Il y a quelques mois à peine, Hydro-Québec, alors principal actionnaire avec 19,9 % des parts, avait vendu celles-ci à la Caisse de dépôt et placement du Québec, essuyant une perte de plus de 214 millions. Aujourd’hui, c’est au tour d’Investissement Québec de mettre 500 millions sur la table.

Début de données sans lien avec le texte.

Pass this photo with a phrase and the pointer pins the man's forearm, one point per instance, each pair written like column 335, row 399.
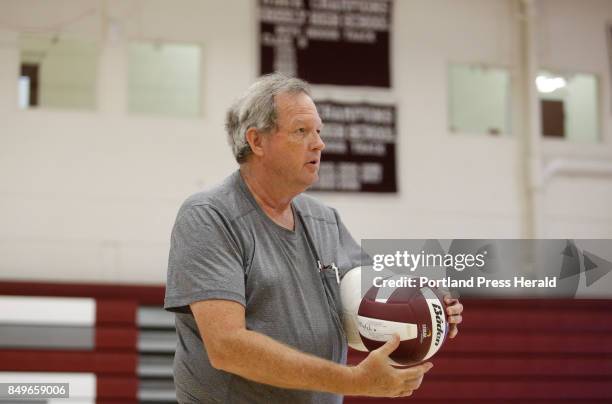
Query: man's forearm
column 262, row 359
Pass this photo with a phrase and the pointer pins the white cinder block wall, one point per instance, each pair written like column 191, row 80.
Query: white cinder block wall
column 92, row 196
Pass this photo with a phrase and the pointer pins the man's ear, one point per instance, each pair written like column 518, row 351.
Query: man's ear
column 255, row 139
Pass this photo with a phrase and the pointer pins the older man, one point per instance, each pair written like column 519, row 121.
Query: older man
column 250, row 275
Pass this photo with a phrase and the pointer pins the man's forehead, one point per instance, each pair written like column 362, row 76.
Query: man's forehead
column 295, row 106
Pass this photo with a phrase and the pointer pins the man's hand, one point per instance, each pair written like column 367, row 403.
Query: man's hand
column 375, row 376
column 453, row 309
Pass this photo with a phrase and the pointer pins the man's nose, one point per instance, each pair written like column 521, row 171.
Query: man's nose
column 318, row 142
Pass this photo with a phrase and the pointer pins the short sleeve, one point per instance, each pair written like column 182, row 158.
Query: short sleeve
column 348, row 243
column 205, row 260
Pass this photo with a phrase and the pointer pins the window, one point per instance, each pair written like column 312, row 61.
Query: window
column 164, row 79
column 479, row 99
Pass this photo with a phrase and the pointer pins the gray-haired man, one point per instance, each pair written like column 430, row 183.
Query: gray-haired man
column 257, row 320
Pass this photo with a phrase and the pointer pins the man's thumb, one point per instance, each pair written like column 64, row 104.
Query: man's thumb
column 390, row 345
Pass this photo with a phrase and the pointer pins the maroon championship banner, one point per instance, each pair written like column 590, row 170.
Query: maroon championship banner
column 341, row 42
column 359, row 153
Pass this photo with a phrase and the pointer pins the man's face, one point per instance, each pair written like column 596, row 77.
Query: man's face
column 293, row 152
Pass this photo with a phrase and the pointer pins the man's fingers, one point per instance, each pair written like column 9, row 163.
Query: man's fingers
column 454, row 309
column 453, row 331
column 390, row 345
column 449, row 300
column 416, row 371
column 455, row 319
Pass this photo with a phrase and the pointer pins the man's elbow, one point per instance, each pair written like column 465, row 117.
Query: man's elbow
column 222, row 353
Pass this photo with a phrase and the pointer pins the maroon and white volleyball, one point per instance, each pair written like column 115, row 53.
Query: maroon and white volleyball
column 417, row 315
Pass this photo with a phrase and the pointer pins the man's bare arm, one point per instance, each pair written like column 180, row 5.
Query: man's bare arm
column 252, row 355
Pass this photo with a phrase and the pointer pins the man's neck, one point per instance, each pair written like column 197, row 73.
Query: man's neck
column 273, row 200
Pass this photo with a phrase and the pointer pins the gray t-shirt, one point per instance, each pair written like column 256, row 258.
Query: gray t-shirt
column 225, row 247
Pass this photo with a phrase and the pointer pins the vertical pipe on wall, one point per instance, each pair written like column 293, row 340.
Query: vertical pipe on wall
column 531, row 139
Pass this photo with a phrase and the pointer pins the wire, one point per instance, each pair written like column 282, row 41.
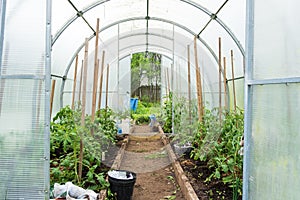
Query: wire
column 80, row 14
column 212, row 17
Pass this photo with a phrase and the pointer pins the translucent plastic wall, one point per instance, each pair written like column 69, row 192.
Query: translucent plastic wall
column 24, row 100
column 272, row 162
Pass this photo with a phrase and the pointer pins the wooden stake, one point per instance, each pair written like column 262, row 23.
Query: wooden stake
column 85, row 66
column 225, row 83
column 220, row 82
column 107, row 76
column 96, row 72
column 80, row 83
column 233, row 81
column 74, row 84
column 52, row 96
column 199, row 83
column 168, row 82
column 189, row 82
column 101, row 81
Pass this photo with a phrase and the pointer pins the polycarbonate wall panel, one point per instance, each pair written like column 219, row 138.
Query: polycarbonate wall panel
column 23, row 136
column 272, row 124
column 274, row 159
column 276, row 39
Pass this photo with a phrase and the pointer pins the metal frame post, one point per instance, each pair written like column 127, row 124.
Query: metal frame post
column 48, row 40
column 248, row 96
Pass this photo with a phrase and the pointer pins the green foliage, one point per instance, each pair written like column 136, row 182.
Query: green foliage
column 218, row 143
column 66, row 133
column 185, row 120
column 144, row 110
column 167, row 114
column 145, row 68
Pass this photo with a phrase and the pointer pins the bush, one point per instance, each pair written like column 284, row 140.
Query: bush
column 65, row 141
column 218, row 143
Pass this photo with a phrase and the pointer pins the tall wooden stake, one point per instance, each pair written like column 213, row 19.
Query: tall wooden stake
column 225, row 83
column 101, row 81
column 233, row 81
column 107, row 76
column 220, row 82
column 96, row 72
column 189, row 82
column 74, row 83
column 199, row 83
column 52, row 96
column 85, row 66
column 168, row 82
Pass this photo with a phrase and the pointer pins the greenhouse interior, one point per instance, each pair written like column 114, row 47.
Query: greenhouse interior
column 213, row 62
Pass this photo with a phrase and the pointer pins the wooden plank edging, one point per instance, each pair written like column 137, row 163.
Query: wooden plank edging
column 186, row 188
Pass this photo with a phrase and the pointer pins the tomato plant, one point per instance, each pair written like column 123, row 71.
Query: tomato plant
column 66, row 132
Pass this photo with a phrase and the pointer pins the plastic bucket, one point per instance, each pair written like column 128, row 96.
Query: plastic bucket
column 122, row 186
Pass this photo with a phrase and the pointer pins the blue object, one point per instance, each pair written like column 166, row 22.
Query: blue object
column 133, row 104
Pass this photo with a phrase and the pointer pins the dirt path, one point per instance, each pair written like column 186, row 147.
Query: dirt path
column 146, row 156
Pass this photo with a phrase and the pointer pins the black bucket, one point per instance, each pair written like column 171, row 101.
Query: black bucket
column 120, row 186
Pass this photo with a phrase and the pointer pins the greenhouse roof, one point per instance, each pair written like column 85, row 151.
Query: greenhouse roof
column 133, row 26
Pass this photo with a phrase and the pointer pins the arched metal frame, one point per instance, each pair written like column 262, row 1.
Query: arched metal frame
column 196, row 5
column 123, row 21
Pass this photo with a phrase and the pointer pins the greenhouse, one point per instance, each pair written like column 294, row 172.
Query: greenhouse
column 227, row 69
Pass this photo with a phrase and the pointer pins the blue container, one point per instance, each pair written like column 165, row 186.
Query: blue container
column 133, row 104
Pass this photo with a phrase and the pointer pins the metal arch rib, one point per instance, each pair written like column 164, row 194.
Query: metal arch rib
column 142, row 18
column 72, row 19
column 220, row 22
column 122, row 21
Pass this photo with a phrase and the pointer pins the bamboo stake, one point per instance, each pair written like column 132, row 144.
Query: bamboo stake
column 80, row 83
column 96, row 72
column 220, row 82
column 74, row 83
column 101, row 80
column 233, row 81
column 52, row 96
column 198, row 82
column 85, row 66
column 107, row 76
column 189, row 82
column 225, row 84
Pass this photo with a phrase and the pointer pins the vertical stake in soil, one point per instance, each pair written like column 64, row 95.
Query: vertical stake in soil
column 96, row 72
column 101, row 81
column 189, row 82
column 80, row 83
column 199, row 83
column 52, row 96
column 220, row 81
column 233, row 83
column 74, row 83
column 168, row 82
column 107, row 75
column 85, row 66
column 225, row 84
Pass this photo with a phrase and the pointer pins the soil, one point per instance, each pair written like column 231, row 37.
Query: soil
column 149, row 160
column 197, row 173
column 155, row 175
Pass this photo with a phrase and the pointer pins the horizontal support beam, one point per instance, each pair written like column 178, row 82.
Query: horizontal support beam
column 23, row 76
column 274, row 81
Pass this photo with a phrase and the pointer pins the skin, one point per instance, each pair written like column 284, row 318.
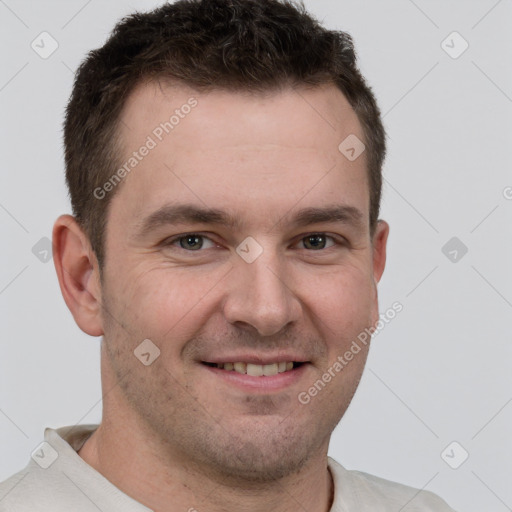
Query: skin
column 175, row 435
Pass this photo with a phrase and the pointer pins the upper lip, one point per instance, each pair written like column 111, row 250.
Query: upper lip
column 256, row 358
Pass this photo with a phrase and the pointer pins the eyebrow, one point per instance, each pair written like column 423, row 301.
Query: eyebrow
column 191, row 214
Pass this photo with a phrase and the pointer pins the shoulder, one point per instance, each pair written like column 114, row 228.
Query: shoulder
column 356, row 490
column 27, row 490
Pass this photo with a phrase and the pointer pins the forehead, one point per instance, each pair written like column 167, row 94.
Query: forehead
column 239, row 151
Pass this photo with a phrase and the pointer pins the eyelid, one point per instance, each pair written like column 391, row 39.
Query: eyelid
column 337, row 239
column 170, row 241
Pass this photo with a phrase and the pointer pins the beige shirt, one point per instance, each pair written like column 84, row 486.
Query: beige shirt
column 58, row 479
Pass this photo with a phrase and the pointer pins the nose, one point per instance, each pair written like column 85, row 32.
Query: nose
column 261, row 296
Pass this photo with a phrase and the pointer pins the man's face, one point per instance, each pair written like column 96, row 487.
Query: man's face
column 271, row 165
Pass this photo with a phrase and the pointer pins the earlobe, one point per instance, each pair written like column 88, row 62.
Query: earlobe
column 78, row 274
column 380, row 239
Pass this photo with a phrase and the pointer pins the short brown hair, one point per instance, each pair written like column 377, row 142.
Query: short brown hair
column 252, row 45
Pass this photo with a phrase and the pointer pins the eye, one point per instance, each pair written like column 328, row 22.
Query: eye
column 318, row 241
column 192, row 242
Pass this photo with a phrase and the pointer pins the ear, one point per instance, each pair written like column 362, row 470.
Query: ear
column 379, row 243
column 78, row 272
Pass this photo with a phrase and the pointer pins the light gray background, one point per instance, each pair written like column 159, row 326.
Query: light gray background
column 440, row 372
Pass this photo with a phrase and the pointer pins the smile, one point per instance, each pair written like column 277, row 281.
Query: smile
column 256, row 370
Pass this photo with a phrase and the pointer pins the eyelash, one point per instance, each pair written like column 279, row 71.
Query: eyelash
column 337, row 241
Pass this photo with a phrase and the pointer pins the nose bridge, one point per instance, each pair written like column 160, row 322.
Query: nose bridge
column 260, row 296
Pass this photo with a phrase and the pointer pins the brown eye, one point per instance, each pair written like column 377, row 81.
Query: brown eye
column 316, row 241
column 193, row 242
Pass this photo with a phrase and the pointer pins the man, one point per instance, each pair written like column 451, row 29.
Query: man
column 224, row 161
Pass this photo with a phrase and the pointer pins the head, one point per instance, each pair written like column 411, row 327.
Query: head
column 240, row 233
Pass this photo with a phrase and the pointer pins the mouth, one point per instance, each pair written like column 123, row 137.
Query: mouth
column 252, row 377
column 256, row 370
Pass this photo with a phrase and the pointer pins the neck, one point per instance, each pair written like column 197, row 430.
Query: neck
column 165, row 482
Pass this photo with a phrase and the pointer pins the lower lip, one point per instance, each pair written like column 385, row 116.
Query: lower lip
column 278, row 382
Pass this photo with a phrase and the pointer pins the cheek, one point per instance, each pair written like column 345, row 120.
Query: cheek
column 161, row 302
column 342, row 300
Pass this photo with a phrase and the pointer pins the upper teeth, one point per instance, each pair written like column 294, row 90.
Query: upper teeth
column 257, row 370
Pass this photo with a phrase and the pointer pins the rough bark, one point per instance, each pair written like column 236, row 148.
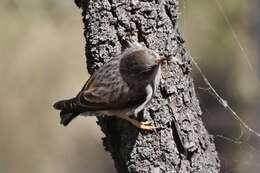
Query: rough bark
column 181, row 143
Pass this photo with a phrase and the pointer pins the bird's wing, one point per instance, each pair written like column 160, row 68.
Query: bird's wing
column 104, row 90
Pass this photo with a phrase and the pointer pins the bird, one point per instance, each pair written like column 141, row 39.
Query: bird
column 121, row 88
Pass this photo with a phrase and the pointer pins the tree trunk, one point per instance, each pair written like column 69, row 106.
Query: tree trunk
column 181, row 143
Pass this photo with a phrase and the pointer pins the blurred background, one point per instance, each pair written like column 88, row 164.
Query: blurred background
column 42, row 60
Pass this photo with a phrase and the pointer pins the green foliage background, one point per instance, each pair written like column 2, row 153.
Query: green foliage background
column 42, row 60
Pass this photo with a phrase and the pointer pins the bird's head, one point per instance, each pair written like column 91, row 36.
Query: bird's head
column 140, row 65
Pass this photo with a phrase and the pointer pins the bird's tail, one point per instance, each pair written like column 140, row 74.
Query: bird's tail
column 67, row 110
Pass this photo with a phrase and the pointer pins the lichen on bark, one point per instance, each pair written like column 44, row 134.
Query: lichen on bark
column 181, row 143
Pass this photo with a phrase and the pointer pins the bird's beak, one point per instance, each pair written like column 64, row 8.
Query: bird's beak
column 160, row 59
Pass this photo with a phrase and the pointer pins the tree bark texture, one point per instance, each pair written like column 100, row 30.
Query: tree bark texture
column 181, row 143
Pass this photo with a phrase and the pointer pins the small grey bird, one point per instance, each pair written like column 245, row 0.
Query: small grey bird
column 121, row 88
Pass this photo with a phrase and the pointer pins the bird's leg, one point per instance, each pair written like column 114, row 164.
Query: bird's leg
column 146, row 125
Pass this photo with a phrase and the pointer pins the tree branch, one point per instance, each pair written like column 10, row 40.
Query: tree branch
column 181, row 143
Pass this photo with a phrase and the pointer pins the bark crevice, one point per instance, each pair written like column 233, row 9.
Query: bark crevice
column 181, row 143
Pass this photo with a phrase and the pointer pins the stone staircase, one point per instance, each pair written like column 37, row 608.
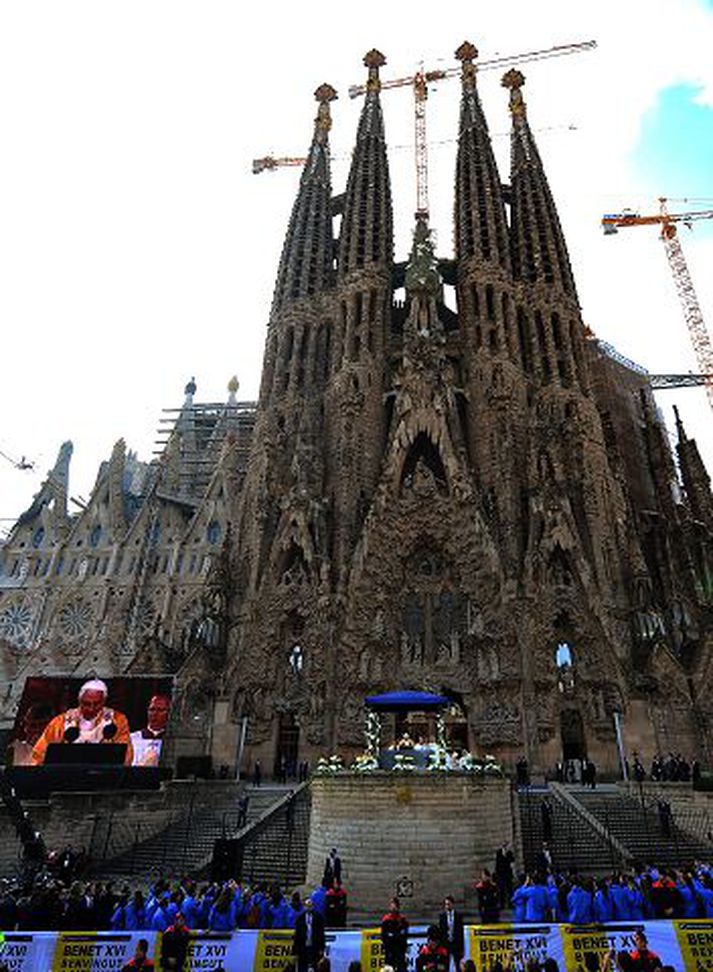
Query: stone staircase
column 635, row 824
column 577, row 844
column 185, row 844
column 275, row 846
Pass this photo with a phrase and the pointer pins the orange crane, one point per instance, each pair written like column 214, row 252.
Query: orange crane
column 700, row 339
column 420, row 81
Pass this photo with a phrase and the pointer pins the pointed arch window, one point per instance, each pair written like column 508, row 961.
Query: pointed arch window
column 564, row 660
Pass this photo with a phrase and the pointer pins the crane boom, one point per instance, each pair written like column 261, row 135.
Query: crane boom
column 664, row 382
column 420, row 81
column 491, row 63
column 700, row 339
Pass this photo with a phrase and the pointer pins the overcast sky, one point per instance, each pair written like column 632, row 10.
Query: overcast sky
column 137, row 249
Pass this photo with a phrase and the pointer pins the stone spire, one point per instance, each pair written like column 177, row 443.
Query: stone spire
column 480, row 222
column 539, row 251
column 696, row 480
column 366, row 235
column 306, row 262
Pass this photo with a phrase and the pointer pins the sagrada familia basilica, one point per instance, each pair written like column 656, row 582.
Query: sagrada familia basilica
column 480, row 502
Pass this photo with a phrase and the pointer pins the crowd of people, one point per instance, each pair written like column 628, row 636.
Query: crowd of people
column 642, row 893
column 48, row 905
column 673, row 768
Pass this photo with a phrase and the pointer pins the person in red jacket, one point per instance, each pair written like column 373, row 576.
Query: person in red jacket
column 394, row 937
column 174, row 945
column 644, row 960
column 141, row 958
column 433, row 957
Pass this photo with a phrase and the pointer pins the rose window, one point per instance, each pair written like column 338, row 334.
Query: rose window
column 16, row 624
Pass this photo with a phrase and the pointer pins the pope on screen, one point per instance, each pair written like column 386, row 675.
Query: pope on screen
column 91, row 722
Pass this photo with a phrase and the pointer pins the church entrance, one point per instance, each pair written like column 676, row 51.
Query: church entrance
column 574, row 743
column 288, row 746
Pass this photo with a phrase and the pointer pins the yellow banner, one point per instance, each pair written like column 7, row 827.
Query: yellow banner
column 372, row 952
column 695, row 939
column 584, row 945
column 273, row 950
column 512, row 946
column 92, row 951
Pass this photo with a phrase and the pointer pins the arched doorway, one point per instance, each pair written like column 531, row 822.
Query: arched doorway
column 288, row 745
column 574, row 743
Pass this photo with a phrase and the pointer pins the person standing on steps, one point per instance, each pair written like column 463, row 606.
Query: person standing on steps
column 309, row 941
column 332, row 869
column 450, row 926
column 394, row 937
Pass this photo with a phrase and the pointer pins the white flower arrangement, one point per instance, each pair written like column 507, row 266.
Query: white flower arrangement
column 403, row 763
column 328, row 765
column 365, row 763
column 437, row 760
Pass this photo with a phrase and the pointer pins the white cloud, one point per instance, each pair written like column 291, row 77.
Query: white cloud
column 137, row 249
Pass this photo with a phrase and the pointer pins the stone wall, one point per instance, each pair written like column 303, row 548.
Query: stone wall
column 436, row 831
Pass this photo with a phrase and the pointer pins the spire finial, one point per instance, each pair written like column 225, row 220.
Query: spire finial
column 466, row 54
column 679, row 425
column 373, row 59
column 323, row 122
column 514, row 80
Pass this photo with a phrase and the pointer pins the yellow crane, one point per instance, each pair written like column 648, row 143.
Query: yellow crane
column 700, row 339
column 420, row 82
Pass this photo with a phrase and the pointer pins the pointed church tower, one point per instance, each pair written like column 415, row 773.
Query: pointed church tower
column 481, row 231
column 356, row 412
column 304, row 275
column 549, row 325
column 696, row 480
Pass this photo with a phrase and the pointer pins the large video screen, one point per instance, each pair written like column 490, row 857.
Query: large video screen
column 119, row 721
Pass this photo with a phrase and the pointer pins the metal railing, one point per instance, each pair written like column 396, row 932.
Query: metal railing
column 275, row 844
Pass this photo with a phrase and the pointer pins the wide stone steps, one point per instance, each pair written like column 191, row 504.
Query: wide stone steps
column 637, row 826
column 186, row 843
column 575, row 845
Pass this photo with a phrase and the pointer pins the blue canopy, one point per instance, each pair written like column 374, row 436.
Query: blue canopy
column 407, row 701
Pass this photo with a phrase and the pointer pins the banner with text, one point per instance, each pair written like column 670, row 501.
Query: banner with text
column 586, row 945
column 96, row 951
column 513, row 946
column 695, row 939
column 575, row 948
column 372, row 953
column 25, row 951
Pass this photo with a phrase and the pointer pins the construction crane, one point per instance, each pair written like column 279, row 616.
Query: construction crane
column 420, row 81
column 665, row 382
column 22, row 464
column 700, row 339
column 269, row 163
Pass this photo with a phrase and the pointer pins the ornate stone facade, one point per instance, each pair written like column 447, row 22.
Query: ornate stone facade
column 481, row 502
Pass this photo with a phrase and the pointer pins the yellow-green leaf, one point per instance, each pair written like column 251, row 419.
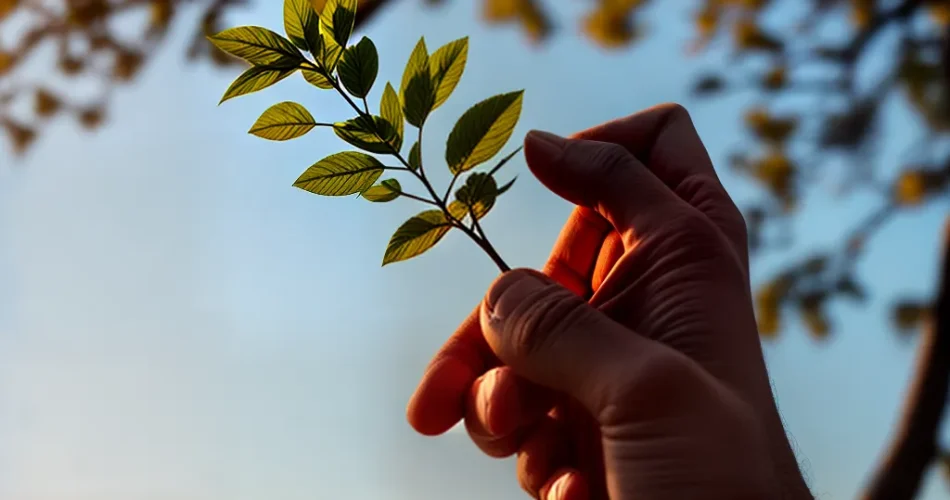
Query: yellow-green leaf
column 417, row 92
column 415, row 156
column 283, row 121
column 447, row 65
column 506, row 186
column 316, row 79
column 391, row 111
column 301, row 23
column 369, row 133
column 482, row 131
column 416, row 235
column 387, row 190
column 254, row 79
column 337, row 19
column 478, row 194
column 341, row 174
column 258, row 46
column 505, row 160
column 358, row 67
column 330, row 53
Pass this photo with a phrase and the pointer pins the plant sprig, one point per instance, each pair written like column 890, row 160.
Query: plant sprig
column 351, row 70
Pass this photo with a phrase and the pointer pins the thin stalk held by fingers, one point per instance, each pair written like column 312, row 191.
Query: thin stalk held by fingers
column 350, row 69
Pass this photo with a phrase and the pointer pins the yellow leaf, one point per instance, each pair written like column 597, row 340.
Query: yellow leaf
column 283, row 121
column 610, row 28
column 416, row 235
column 341, row 174
column 911, row 187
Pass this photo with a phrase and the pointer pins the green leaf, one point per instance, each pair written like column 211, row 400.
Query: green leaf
column 447, row 65
column 317, row 79
column 415, row 157
column 301, row 23
column 258, row 46
column 482, row 131
column 370, row 133
column 505, row 160
column 330, row 53
column 388, row 190
column 337, row 19
column 417, row 92
column 416, row 235
column 506, row 186
column 478, row 194
column 283, row 121
column 254, row 79
column 341, row 174
column 358, row 68
column 391, row 111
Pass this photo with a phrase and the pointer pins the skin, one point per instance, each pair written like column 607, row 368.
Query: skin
column 630, row 367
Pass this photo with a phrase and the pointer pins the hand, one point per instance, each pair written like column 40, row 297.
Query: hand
column 631, row 368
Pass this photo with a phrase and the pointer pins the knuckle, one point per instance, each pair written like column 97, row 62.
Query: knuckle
column 663, row 383
column 542, row 320
column 710, row 197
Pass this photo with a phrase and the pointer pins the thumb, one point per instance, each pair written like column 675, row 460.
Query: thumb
column 552, row 337
column 602, row 176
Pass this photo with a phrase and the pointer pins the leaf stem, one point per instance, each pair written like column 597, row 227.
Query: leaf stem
column 417, row 198
column 448, row 191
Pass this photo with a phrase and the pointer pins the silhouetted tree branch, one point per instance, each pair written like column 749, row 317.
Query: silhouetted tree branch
column 915, row 447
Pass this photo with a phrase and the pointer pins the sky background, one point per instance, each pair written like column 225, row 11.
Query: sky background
column 178, row 322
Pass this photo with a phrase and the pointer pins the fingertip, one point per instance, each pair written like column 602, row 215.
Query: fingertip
column 566, row 484
column 438, row 402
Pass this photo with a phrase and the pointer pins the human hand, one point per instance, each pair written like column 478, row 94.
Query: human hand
column 631, row 368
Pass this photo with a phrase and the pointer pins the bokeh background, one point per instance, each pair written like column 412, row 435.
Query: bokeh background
column 178, row 322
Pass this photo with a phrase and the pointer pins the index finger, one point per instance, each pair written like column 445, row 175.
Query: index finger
column 439, row 401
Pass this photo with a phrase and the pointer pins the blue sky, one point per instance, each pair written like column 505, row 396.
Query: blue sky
column 178, row 322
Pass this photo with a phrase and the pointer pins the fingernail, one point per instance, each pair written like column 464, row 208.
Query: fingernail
column 544, row 145
column 510, row 290
column 558, row 489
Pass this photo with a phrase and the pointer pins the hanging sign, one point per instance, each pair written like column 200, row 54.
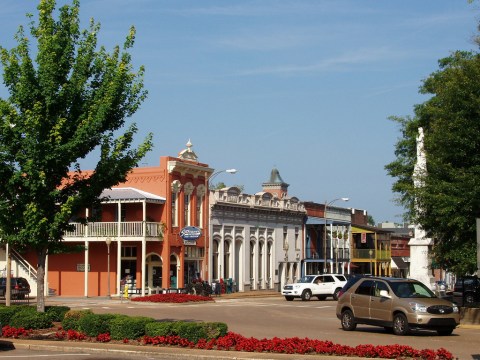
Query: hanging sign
column 190, row 234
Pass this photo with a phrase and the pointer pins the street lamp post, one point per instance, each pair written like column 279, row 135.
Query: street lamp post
column 325, row 231
column 370, row 253
column 108, row 241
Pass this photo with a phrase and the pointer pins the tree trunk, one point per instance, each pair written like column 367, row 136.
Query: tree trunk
column 42, row 256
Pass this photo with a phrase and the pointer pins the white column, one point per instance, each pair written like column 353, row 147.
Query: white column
column 87, row 244
column 144, row 247
column 119, row 265
column 221, row 254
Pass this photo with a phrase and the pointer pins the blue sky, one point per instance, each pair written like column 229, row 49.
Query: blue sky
column 303, row 86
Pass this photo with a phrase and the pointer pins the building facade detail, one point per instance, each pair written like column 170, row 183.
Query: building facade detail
column 255, row 238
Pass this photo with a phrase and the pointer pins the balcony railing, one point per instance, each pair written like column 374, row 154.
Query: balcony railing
column 376, row 254
column 115, row 229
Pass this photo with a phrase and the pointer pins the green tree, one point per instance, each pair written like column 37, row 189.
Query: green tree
column 448, row 202
column 69, row 101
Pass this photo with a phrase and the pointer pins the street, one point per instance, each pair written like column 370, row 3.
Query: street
column 274, row 317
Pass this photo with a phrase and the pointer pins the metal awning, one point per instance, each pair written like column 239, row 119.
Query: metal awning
column 129, row 194
column 313, row 220
column 399, row 263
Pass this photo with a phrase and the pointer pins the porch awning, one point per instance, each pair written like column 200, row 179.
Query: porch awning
column 313, row 220
column 399, row 263
column 129, row 194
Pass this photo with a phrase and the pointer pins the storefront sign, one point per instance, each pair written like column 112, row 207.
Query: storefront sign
column 190, row 234
column 81, row 267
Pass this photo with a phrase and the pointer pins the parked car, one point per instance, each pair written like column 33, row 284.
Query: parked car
column 20, row 288
column 467, row 290
column 321, row 286
column 350, row 282
column 396, row 304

« Pourquoi la CAQ joue-t-elle toujours la même chanson ? On s’empresse d’utiliser l’argent des Québécois et Québécoises pour financer des compagnies privées qui ne sont pas en mesure d’assurer une retombée positive et locale pour la population. Le gouvernement de monsieur Legault doit être transparent et expliquer ses investissements dans le privé alors qu’Hydro-Québec est notre fleuron public et doit le demeurer », déclare Patrick Gloutney, président du SCFP-Québec.
Cette annonce survient alors que plusieurs syndicats d’Hydro-Québec sont en pleine négociation. Ils critiquent notamment le recours à la sous-traitance. Au cours des dernières semaines, certains médias ont d’ailleurs révélé qu’Hydro-Québec avait engagé des dépenses considérables pour confier certains travaux à des entreprises externes, et ce, à grands frais.
« Nous ne pouvons pas comprendre les intentions du gouvernement autre que son désir de faire croître la privatisation de notre énergie. Alors que le projet de loi 69 a été adopté sous bâillon en ouvrant la porte au privé au sein d’Hydro-Québec, la CAQ récidive avec cet investissement. Les drapeaux rouges se lèvent : la sous-traitance risque de prendre de l’ampleur dans le secteur de l’énergie. Cela est déplorable et sera très coûteux », explique Frédéric Savard, président du secteur énergie du SCFP-Québec.
Des questions demeurent pour les élus du SCFP-Québec. « Pourquoi un investissement dans une compagnie privée se balade d’une société d’État vers la Caisse de dépôt pour finir chez Investissements Québec ? Les parts auraient pu rester chez Hydro-Québec, cela aurait évité une perte de plus de 214 millions pour les contribuables. Nous espérons que le Vérificateur général du Québec se pose les mêmes questions. Idéalement, nous aurions aimé voir les 500 millions être investis chez Hydro-Québec. Avec le plan 2035, il y a de belles opportunités pour développer d’autres formes d’énergie et le personnel en poste a l’expertise et la capacité de le faire à l’interne, ce qui assure une meilleure gestion des fonds publics », poursuit Frédéric Savard.